On this page

LTX-2 Video Generation Prompt Engineering: From 36-Scene Horror to Cinematic Continuity Pipelines

Structured prompt specifications for LTX-2 video generation. Covers the 36-scene horror scenario template with mandatory dialogue, cinematic shot design principles, and multi-scene visual continuity control for production pipelines.

These articles use AI-generated summaries of Obsidian notes originally kept as technical memos.

English translations are produced with AI assistance.

Summary

When producing watchable video from LTX-2, prompt structuring is key. Generating a single pretty shot and chaining 36 scenes into a coherent story require fundamentally different engineering. This article consolidates three specifications refined through production use:

36-scene horror scenario generation template — system prompt for LLM-driven scenario writing
Cinematic prompt design principles — structure for maximizing individual shot quality
Multi-scene continuity control — pipeline design for preventing inter-clip visual breakage

Prerequisites

Video generation engine: LTX-2 (5-second clip generation)
Resolution: 3840x2160 (4K), 24fps
Scenario generation: Local LLM (Mixtral, etc.) generating STORY→SCENES→LTX2_PROMPTS in one pass
Pipeline: Per-scene generation → ffmpeg concatenation → audio composited downstream

1. 36-Scene Horror Scenario Generation Template

Design Intent

When experimenting with Monstral-123B (NVFP4 quantization) for horror scenario generation, we encountered critical instabilities:

Scene counts varied between 20–50; achieving a fixed 36-scene structure was impossible
Narrative structure collapsed; act structure (setup/escalation/resolution) became unclear
Dialogue disappeared midway; mute scenes proliferated
Endings became ambiguous or devolved into abrupt “it was all a dream” tropes

These weren’t LLM performance failures — they stemmed from the absence of explicit output format constraints. By designing a system prompt that rigorously constrains output schema and rules, we enabled mid-size models to reliably generate stable 36-scene horror narratives.

Output Schema (Fixed)

LLM output is restricted to exactly these 5 sections. No extra commentary.

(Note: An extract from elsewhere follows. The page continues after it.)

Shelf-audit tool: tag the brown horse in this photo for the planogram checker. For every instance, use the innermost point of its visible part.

STORY_PROMPT — narrative skeleton (one paragraph)
LABELS — genre, tone, motifs
OUTLINE — 5-stage plot summary
SCENES_36 — Scene 01 through Scene 36 (1-3 sentences each)
LTX2_PROMPTS_36 — Shot 01 through Shot 36 (generation prompt per shot)

Scenes must run from Scene 01 to Scene 36 without gaps or extras. That constraint is tight for the model, but it makes downstream parsing straightforward.

Scene Allocation

  Scenes 01–08 : Daily life and subtle unease (first whispers, minor anomalies)
Scenes 09–20 : Escalation and repetition (voices repeat, reflections speak back)
Scenes 21–28 : Investigation and confrontation (identifying the cause, revealing truth)
Scenes 29–36 : Resolution and closure (cause identified → concrete action → safety restored)

Dream endings, “it was all imagination” dismissals, and unresolved ambiguity are prohibited.

Required Elements Per Scene

  Scene 04:
Visual: A woman stands before a mirror. Camera slowly zooms into her reflection.
Whisper: "You see it too, don't you?"
Sound: Fluorescent light flickers with a low humming sound.

Visual: what is on screen
Camera: framing or camera movement
Dialogue: at least one spoken line (Dialogue / Whisper / Voice(V.O.) / Heard Voice / Inner Voice)

No scene may be silent. For scenes where dialogue is unnatural, use whispered words, distorted voices, internal monologue, reflected/mirrored speech, or remembered phrases. Thirty-six scenes with no vocal event would be visually repetitive and editorially difficult to work with. By requiring speech in every beat, the structure forces audio rhythm into the design alongside image progression.

Setting Rules

Japan (urban or suburban), deliberately vague location names
Cultural elements: quiet residential streets, small houses, mirrors, shrines, corridors, sliding doors, evening TV noise, cicadas, wind, fluorescent lights
No graphic gore or explicit violence. Fear is built through psychological means: whispers, shadows, reflections, repetition, isolation

Named locations constrain the generation and pull attention away from atmosphere. What the design wants is culturally legible unease, not location tourism.

Horror Constraints

Permitted sources of fear are bounded:

Whispers, shadows, reflections, repetition
Voices that cannot be confirmed as real
Emotional isolation

Not permitted: graphic gore, explicit violence, dream-only endings, “it was all imagination” endings, unresolved ambiguity.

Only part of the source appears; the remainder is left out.